I asked you last week to share your pick for the biggest stories of the year. While there was a mix, two startup issues emerged: COVID-19 and the pressures it was putting on businesses, as well as the unexpected flurry of deals that happened despite the pandemic.
SPACs, Tesla's skyrocketing share price, Waymo's driverless hail service open to the public in the Phoenix area, Uber's 2020 development (which I touched on last weekend), and Amazon's acquisition of Zoox were also on the list.
Speaking of Zoox, I published an article last week about my interview with Jesse Levinson, the co-founder and CTO of Zoox. An EC subscription is required to access the article. So I'm offering a nugget here that I thought was new and interesting.
I asked Levinson what his hope was at the federal level. Especially when he sees real guidelines being formalized? Here is the exchange.
LEVINSON: Well, we are actually in good shape from a federal perspective. We designed our vehicle to meet the FMVSS (Federal Motor Vehicle Safety Standards), and we test our vehicle to all of these standards. We actually tried most of them, and passed everyone we tried. So you know we're not really blocked at the federal level.
We'll see what happens to the new administration and what the future of regulations brings, but now we can get started.
YOUR REALLY: Then you don't need an exception (at federal level)? You don't have a steering wheel.

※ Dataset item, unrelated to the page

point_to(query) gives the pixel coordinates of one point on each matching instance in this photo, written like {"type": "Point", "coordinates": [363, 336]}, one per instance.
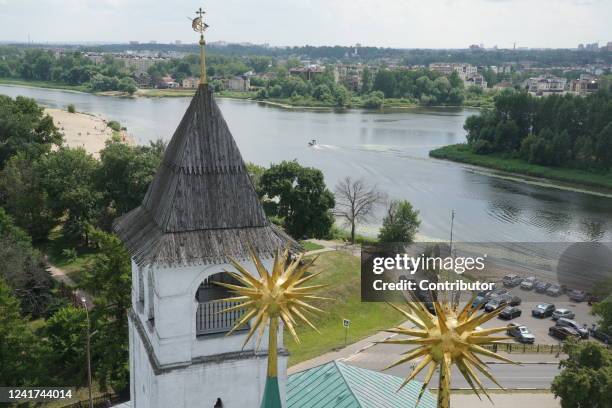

LEVINSON: Yes, we designed our vehicle to comply with the FMVSS. So we weren't looking for an exceptional approach.
ME AGAIN: Is it because you are less than 25 mph? My understanding was that the vehicle wouldn't keep up if you didn't have a steering wheel. How does this work?
LEVINSON: I would just say that this is not our take on the standards.
Readers: Read the last article in the newsletter for the punchline.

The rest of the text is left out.